Dice que digo esto por no herir sus sentimientos y que ella está segura que estoy en contra porque mi matrimonio fue para la m….mona. Pero lo que pasa es que lo mío viene de antes…
Cuando yo era chica siempre decía: cuando sea grande no me voy a casar, cuando sea grande no me voy a casar… y así siempre.
Cada vez que veía a alguien que se estaba casando en una película escuchaba: “los declaro marido y mujer hasta que la muerte los separe”, empezaba a pensar en cuál de los dos se moriría primero, o a quién matarían primero. Y pensaba que la gente que me rodeaba y estaba casada era feliz porque no había muerto ninguno, o se aguantaba para no morirse.
Crecí un poquito y me di cuenta de que las cosas no eran así, pero tampoco lo que veía me convencía y cada vez que podía le preguntaba a algún mayor:
“¿Por qué cuando las personas se casan las mujeres terminan siendo la señora de fulanito y los hombres no terminan siendo el señor de fulanita?”
“¿Por qué siempre las firmas, autorizaciones y permisos están firmados por los hombres?”
“¿Por qué cuando alguien tiene que tratar algún tema pregunta: ¿está el señor de la casa?”
¿Por qué? ¿Acaso la señora no sirve????
Y ahí me contestaban que las niñas no preguntaban esas cosas.

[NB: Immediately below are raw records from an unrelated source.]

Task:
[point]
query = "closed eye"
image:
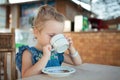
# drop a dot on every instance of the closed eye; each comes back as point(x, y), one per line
point(51, 35)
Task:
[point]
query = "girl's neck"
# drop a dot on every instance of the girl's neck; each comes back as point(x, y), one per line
point(39, 47)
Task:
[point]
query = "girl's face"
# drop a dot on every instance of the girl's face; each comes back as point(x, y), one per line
point(50, 29)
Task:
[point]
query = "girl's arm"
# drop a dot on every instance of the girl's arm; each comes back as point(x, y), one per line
point(28, 69)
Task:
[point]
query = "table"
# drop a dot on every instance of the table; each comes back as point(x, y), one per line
point(85, 71)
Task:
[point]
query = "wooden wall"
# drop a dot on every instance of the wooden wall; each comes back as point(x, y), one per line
point(98, 47)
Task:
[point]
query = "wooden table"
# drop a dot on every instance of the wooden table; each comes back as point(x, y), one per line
point(7, 45)
point(85, 71)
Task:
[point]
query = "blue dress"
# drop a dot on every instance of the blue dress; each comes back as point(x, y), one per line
point(56, 59)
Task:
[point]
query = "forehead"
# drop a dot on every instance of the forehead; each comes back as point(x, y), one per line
point(53, 26)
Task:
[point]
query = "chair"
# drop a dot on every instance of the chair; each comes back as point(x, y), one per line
point(7, 45)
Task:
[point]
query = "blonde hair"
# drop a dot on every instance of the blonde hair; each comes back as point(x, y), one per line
point(46, 13)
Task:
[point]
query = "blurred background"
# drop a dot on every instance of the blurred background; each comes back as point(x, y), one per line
point(94, 25)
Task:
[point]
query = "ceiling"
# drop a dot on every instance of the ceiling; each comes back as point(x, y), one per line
point(104, 9)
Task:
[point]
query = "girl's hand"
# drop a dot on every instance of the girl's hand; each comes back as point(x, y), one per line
point(71, 46)
point(70, 41)
point(47, 50)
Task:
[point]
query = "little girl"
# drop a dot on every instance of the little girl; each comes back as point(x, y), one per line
point(31, 60)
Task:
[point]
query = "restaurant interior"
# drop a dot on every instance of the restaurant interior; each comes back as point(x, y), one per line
point(94, 26)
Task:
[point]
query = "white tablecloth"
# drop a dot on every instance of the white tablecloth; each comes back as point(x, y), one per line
point(85, 71)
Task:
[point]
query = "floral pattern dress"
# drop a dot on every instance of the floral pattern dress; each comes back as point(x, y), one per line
point(56, 59)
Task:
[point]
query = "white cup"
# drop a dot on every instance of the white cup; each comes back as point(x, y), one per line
point(59, 43)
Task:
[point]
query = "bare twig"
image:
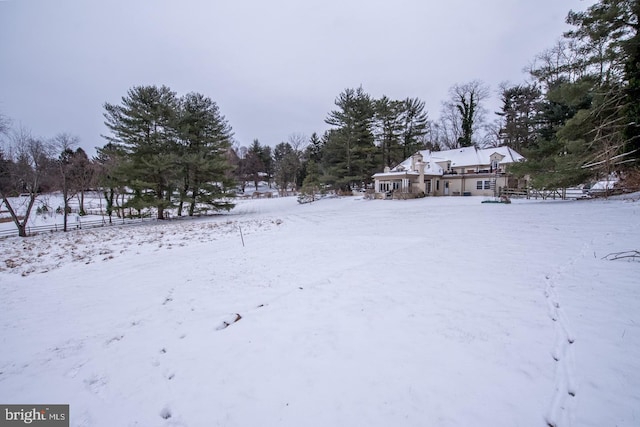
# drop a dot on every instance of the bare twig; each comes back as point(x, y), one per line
point(633, 255)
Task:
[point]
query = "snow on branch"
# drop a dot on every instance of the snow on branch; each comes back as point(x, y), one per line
point(631, 255)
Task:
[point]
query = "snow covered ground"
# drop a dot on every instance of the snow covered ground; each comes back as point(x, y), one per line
point(342, 312)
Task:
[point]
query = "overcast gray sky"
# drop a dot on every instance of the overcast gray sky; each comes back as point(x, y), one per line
point(273, 67)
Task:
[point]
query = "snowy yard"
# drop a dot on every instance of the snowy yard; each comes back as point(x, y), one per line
point(342, 312)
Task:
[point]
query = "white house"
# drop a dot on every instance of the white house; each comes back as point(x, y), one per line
point(467, 171)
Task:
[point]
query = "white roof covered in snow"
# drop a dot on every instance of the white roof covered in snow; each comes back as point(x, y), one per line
point(459, 157)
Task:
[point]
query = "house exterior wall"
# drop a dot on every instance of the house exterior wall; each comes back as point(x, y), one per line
point(437, 177)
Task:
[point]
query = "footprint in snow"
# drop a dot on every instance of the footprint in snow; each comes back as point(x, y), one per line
point(228, 321)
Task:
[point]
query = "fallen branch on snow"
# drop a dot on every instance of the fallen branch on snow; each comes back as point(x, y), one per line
point(632, 255)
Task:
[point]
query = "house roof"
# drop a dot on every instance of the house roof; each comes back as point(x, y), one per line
point(459, 157)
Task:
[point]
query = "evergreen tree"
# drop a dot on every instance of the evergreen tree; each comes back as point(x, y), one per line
point(286, 165)
point(520, 116)
point(351, 151)
point(254, 165)
point(111, 180)
point(205, 138)
point(144, 125)
point(388, 119)
point(415, 126)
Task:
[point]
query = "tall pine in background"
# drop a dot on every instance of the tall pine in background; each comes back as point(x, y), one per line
point(351, 150)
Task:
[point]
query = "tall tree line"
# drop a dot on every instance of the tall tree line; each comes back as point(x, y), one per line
point(168, 151)
point(579, 117)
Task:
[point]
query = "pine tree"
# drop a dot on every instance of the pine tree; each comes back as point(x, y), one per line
point(205, 138)
point(144, 126)
point(351, 151)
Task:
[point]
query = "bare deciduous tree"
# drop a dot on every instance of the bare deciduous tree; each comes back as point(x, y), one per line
point(25, 161)
point(462, 117)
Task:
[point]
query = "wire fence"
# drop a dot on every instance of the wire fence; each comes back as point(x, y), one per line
point(77, 225)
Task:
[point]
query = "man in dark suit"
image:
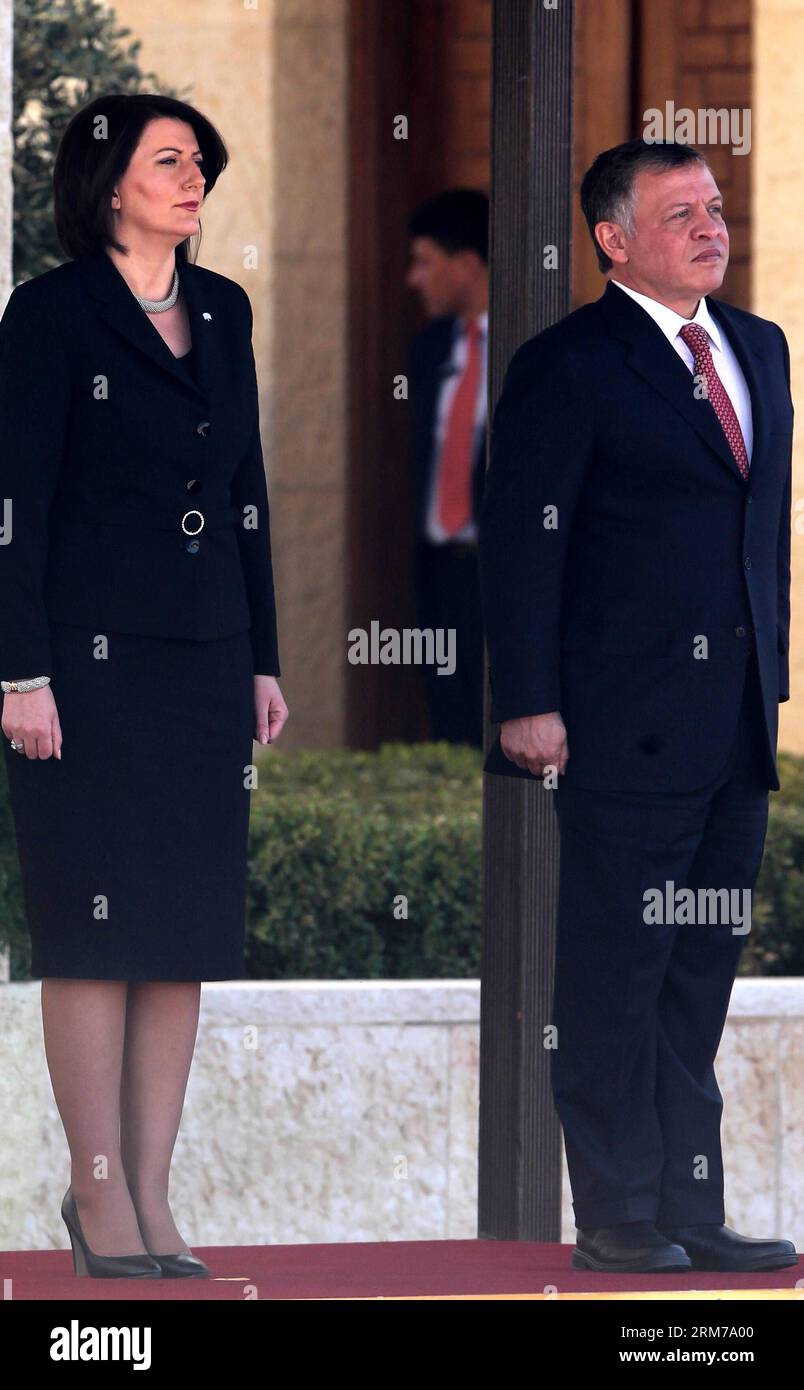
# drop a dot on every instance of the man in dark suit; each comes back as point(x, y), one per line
point(634, 567)
point(449, 252)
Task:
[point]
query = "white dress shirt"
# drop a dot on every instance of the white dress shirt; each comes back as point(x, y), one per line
point(454, 370)
point(724, 356)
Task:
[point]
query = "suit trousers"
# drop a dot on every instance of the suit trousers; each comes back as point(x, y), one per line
point(448, 597)
point(641, 995)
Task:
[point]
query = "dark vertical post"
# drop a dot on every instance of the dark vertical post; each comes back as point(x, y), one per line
point(530, 211)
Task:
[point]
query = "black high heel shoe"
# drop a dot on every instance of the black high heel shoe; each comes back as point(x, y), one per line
point(102, 1266)
point(181, 1266)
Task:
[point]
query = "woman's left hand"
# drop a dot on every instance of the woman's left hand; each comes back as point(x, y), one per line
point(270, 708)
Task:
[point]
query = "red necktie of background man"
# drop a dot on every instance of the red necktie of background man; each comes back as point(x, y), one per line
point(456, 452)
point(697, 341)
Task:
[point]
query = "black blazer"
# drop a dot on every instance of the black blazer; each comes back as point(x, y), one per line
point(655, 542)
point(110, 453)
point(430, 352)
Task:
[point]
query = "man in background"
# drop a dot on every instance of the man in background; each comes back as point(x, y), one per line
point(449, 271)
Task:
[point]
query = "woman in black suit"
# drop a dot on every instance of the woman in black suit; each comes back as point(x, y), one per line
point(138, 649)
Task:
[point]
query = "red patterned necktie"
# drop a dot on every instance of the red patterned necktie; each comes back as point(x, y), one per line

Seguí creciendo y observando la actitud del hombre frente a la mujer y no me gustó. Seguí protestando y seguí en contra y con el tiempo vi que algunas cosas cambiaron, pero no muchas.
Pero como siempre fui una rebelde, seguí en contra y no me quería casar, no por una cuestión de sentimientos sino por una cuestión de burocracia, pero tanta presión por aquí, tanta presión por allá, tanta discusión por aquí, tanta discusión por allá y tener que dar explicaciones por aquí y por allá, me hartó y...me terminé casando.
Por suerte me di cuenta de que lo que se muere no es la gente, sino el amor.
Se tendría que decir: “Yo los declaro marido y mujer hasta que la muerte del amor los separe”
Pero mientras dure hay que disfrutarlo, total después te divorciás... ¿o no?